MEA helps synagogue become one of the first solar congregations in Maryland
The Adat Shalom synagogue in Bethesda, Maryland has always been the center of an ecologically-minded congregation. The community there posts on its Repairing the Earth Blog, works with Greater Washington Interfaith Power and Light, and has received the U.S. Environmental Protection Agency‘s Congregation Award for excellence in energy efficiency.
In early June, 2011, Adat Shalom added to that list of achievements by installing 180 new solar panels, a project made possible by a $22,000 Commercial Clean Energygrant from the Maryland Energy Administration and the sale of Maryland Solar Renewable Energy Credits. The grant has helped the Reconstructionist congregation reduce the amount of energy it buys from the grid by 16%.
As Rabbi Fred Dobb explains, this helps the congregation fulfill its spiritual mission. “There is already tremendous pride within our congregation that we took this pioneering step and appreciation that we are actively practicing what we preach,” he said. “Putting up solar panels is a deeply religious act.”
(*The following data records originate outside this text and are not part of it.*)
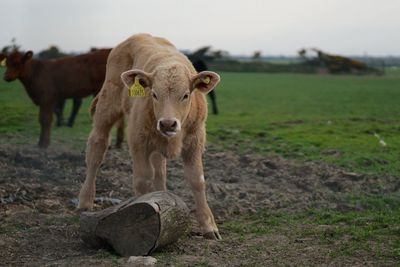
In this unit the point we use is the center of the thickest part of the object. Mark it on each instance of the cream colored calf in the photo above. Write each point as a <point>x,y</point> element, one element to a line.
<point>163,98</point>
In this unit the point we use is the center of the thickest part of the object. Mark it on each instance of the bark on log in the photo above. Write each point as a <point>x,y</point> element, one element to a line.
<point>138,226</point>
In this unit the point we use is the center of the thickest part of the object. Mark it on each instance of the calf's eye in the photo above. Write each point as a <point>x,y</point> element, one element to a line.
<point>185,96</point>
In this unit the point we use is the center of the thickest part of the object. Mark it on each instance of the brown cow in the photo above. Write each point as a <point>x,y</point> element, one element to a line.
<point>48,82</point>
<point>168,121</point>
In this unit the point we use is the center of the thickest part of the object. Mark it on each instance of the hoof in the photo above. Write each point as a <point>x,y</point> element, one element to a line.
<point>212,235</point>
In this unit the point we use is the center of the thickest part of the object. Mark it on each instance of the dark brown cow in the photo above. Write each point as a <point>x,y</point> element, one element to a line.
<point>49,81</point>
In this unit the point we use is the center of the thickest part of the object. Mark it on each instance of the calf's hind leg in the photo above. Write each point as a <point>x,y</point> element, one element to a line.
<point>103,119</point>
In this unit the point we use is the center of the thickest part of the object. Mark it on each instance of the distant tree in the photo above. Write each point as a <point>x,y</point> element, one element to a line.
<point>201,52</point>
<point>302,53</point>
<point>256,55</point>
<point>51,53</point>
<point>11,47</point>
<point>219,54</point>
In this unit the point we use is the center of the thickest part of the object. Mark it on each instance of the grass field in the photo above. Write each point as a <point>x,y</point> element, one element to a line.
<point>309,117</point>
<point>348,121</point>
<point>336,119</point>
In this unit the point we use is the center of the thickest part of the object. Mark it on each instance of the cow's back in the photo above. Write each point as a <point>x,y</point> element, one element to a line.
<point>79,76</point>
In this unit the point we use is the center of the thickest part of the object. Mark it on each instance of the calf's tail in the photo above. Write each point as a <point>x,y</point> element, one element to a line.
<point>93,105</point>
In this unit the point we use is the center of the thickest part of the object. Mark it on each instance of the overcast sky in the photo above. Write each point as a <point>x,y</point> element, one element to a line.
<point>349,27</point>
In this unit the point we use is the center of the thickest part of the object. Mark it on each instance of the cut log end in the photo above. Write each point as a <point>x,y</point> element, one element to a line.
<point>138,226</point>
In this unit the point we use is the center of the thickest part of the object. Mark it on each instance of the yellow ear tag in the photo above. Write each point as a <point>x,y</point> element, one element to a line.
<point>136,89</point>
<point>206,80</point>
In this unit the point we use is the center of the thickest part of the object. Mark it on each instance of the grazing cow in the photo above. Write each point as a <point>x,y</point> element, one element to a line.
<point>166,111</point>
<point>48,82</point>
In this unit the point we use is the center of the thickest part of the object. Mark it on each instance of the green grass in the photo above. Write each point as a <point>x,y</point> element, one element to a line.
<point>372,229</point>
<point>306,117</point>
<point>311,117</point>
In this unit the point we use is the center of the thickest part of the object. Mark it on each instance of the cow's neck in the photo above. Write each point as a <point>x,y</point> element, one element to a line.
<point>27,79</point>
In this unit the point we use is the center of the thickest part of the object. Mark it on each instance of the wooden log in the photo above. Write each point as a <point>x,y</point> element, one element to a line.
<point>137,226</point>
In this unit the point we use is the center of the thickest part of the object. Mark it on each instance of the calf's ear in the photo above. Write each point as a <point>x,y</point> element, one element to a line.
<point>205,81</point>
<point>28,55</point>
<point>128,78</point>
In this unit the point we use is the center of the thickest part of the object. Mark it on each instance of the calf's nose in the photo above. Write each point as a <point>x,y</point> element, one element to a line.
<point>168,125</point>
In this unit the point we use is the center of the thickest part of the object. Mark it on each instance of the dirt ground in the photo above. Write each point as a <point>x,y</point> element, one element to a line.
<point>39,225</point>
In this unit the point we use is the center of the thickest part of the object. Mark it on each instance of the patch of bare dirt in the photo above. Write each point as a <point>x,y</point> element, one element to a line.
<point>38,190</point>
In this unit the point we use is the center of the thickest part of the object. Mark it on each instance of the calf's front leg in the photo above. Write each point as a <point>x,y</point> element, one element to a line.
<point>103,119</point>
<point>142,172</point>
<point>193,172</point>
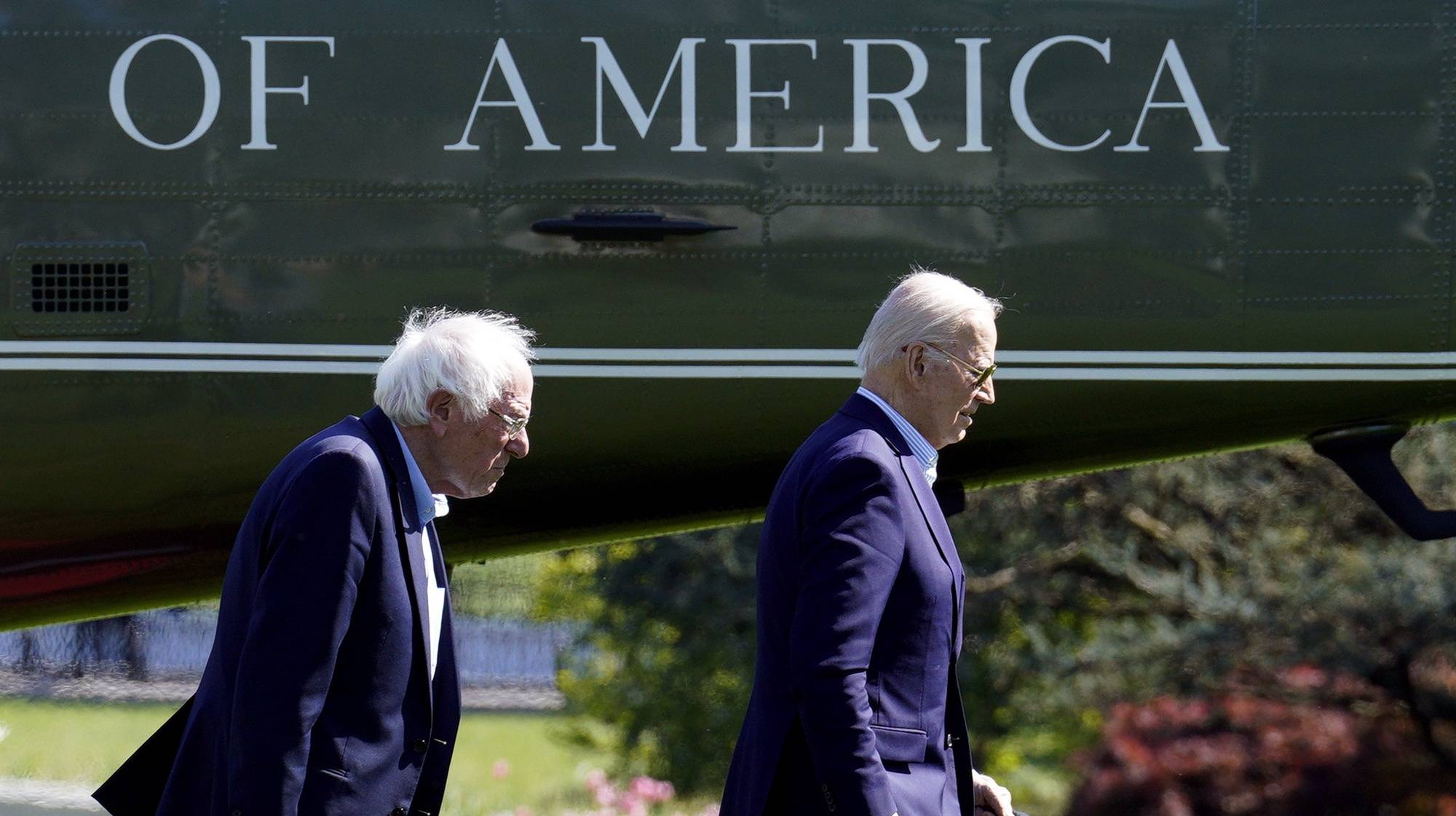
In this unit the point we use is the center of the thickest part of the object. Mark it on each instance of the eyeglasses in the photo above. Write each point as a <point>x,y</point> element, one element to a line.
<point>982,375</point>
<point>513,424</point>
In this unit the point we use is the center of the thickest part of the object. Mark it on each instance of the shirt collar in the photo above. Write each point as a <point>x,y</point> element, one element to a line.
<point>427,504</point>
<point>924,452</point>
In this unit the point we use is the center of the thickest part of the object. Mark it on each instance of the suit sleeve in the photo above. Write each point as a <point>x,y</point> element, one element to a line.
<point>320,542</point>
<point>852,547</point>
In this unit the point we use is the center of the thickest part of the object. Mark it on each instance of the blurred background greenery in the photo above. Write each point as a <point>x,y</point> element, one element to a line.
<point>1222,635</point>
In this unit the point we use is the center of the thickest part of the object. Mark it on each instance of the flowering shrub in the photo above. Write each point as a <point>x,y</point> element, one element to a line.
<point>1346,752</point>
<point>643,796</point>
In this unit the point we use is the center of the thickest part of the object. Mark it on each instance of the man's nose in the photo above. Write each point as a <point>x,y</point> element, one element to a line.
<point>519,446</point>
<point>988,392</point>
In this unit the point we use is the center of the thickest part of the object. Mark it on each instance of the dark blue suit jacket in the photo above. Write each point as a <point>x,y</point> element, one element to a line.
<point>860,627</point>
<point>317,695</point>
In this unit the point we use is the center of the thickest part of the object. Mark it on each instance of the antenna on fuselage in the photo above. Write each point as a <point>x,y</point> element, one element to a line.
<point>1365,455</point>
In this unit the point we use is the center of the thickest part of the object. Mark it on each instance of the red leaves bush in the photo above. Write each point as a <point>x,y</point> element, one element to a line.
<point>1329,746</point>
The project was made possible by a power purchase agreement between the synagogue and Altus Power Management. Kenergy Solar, a company that specializes in helping customers buy solar power, brokered the deal. Under the agreement, Altus builds and owns the solar panels while the Synagogue agrees to buy the generated power for the next 20 years. Even though the project will cost more than $200,000, the Synagogue pays no upfront cost for construction, and buys the electricity for less than it would pay for power from the grid.
“Thanks to the favorable grant conditions and strengthened Solar Renewable Energy Credit market, Kenergy was able to structure a power purchase agreement and offer Adat Shalom energy at a substantially discounted rate,” said Kenergy spokesman Chris Cather.
The grant was administered through the Commercial Clean Energy Grant Program, which provides financial assistance to businesses, non-profits, and government entities who install solar photovoltaic, solar water heating, geothermal heat pump, and wind turbine systems. So far, the MEA has helped businesses save $126,000 per year with this program. This has reduced the State’s greenhouse gas emissions by 542 thousand metric tons of carbon dioxide, which is the equivalent of taking 105 cars off the road.